Exército de gente feliz
Esta semana tinha um jantar marcado com uma amiga com quem não estava há algum tempo e com quem tinha (e tenho) vontade de recuperar uma amizade que sempre foi boa para os dois lados. Antigamente dávamos festas em que cada um convidava 15 pessoas e acabávamos por juntar gente de meios diferentes e que se acabavam por divertir juntas porque mesmo sem se conhecerem acabavam por partilhar todas os mesmos valores e o mesmo espírito livre. Depois como escrevi na crónica da passada semana, o tempo e a pandemia criaram um buraco em muitas relações, muitas delas entre quem se gostava e que se habituou a juntar sob o desígnio da amizade, num processo de conversas intermináveis, de muitas risadas e palhaçadas, da partilha de experiências e na leveza de colecionar momentos perfeitos. Agora é tempo de recuperar o tempo perdido, de ir lá atrás e captar para o nosso “exército de gente feliz”, de voltar a arregimentar os nossos, aqueles que sempre nos fizeram bem, sem muitas perguntas ou exigências e que continuam a querer e a valorizar a nossa companhia.
No dia dessa combinação estava cansado, um dia de trabalho que começou cedo, com muitas peripécias pelo meio que me deixou desgastado e sem grande vontade de me animar ou de estar com muita gente. Às vezes também somos animais solitários a precisar do nosso tempo no nosso espaço, sem ruído ou agitação. Ainda assim forcei-me a comparecer para que não se perdesse a oportunidade de estarmos juntos e de voltarmos a encher de ar o balão da nossa amizade e porque o desafio era novamente conhecer gente diferente, fora do meu circuito. Em nove pessoas conhecia três, as outras eram-me perfeitas desconhecidas. Foi-me dado um lugar precisamente num lado em que não conhecia ninguém e o cansaço deixou-me por momento embargado nos meus pensamentos, ausente da mesa e do mundo, pouco atento às conversas que se iam desenrolando, o que chamou a atenção da minha amiga que me havia feito o convite e que de tudo foi fazendo para que socializasse e não me fechasse em mim.
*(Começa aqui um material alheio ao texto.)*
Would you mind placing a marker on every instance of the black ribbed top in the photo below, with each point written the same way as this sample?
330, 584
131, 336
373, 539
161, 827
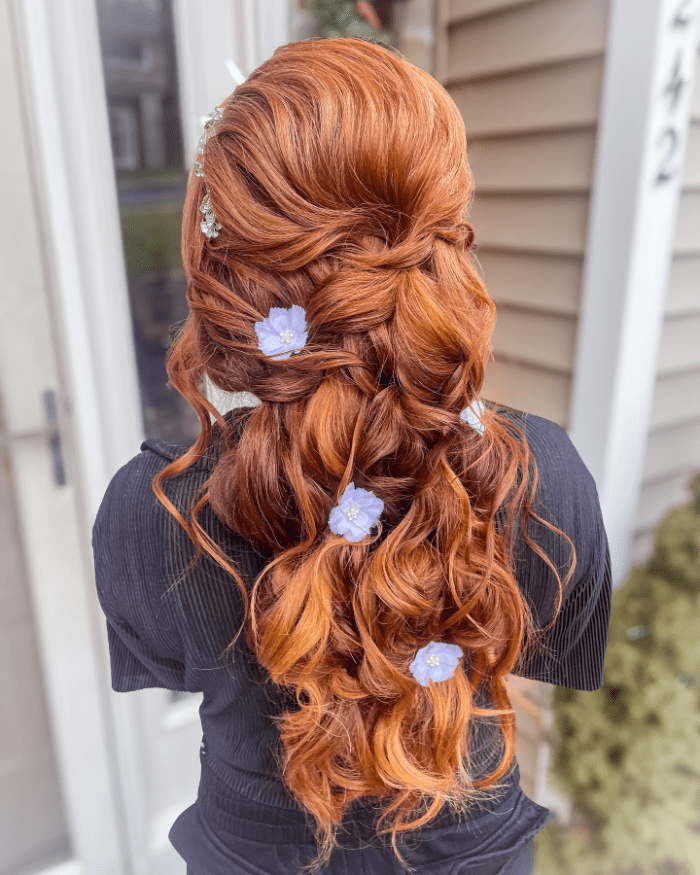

Começámos por isso a apresentar-nos uns aos outros e à medida que o jantar foi avançando as conversas foram avançando com ele, os temos surgiram, as perguntas e curiosidades também e quando era altura de pagar, já todos nos conhecíamos uns aos outros.
Tudo o resto é história de mais uma noite em que se fizeram novos amigos, em que se celebraram as boas energias, sem telemóveis para interferir nos momentos ou pessoas mal dispostas. Dançou-se na rua, percorremos espaços alternativos fora do que costumo frequentar, vimos outras caras, ouvimos musicas diferentes. Ficou-me na memória uma das muitas conversas que surgiram ao jantar. Que normalmente as músicas que nos marcaram mais e nos deixaram um saudosismo especial sempre que as ouvimos foram as ultimas da faculdade, das festas que percorríamos sem pensar no dia seguinte ou as do último ano do secundário em que tudo eram sonhos e emoção. Na realidade, assim é, as músicas transportam-nos quase sempre para o tempo em que nos foram apresentadas e para quem nos rodeava nessa altura. Não são raras as vezes em que esses sons que me entram seja no carro, num bar ao lá ao longe em forma de música de fundo num restaurante ou hotel, me levam para outro sítio quando representava qualquer relação ou tempos felizes.
Voltando ao jantar, cada vez me parece mais saudável procurarmos estar com pessoas que nos preenchem através do mesmo tipo de energias. A preguiça e a falta de tempo levam-nos nos dias que correm a girar sempre à volta do mesmo círculo, sem dar muitas oportunidades à vida para nos surpreender para conhecermos outros ambientes e criarmos em nós a ilusão de viver. A vida é feita desses estímulos permanentes e de uma procura incessante de quem nos faça bem, de pessoas com a mesma vontade de viver que nós, que não se fechem nas suas frustrações e nos seus problemas e tenham liberdade de espírito e um desenvolvimento pessoal suficientemente maduro para se permitirem ser felizes sem merdas. É na construção desse exército de gente feliz que nos devemos empenhar, gente capaz de dar e de fazer sonhar, só assim nos sentiremos concretizados e de alma cheia.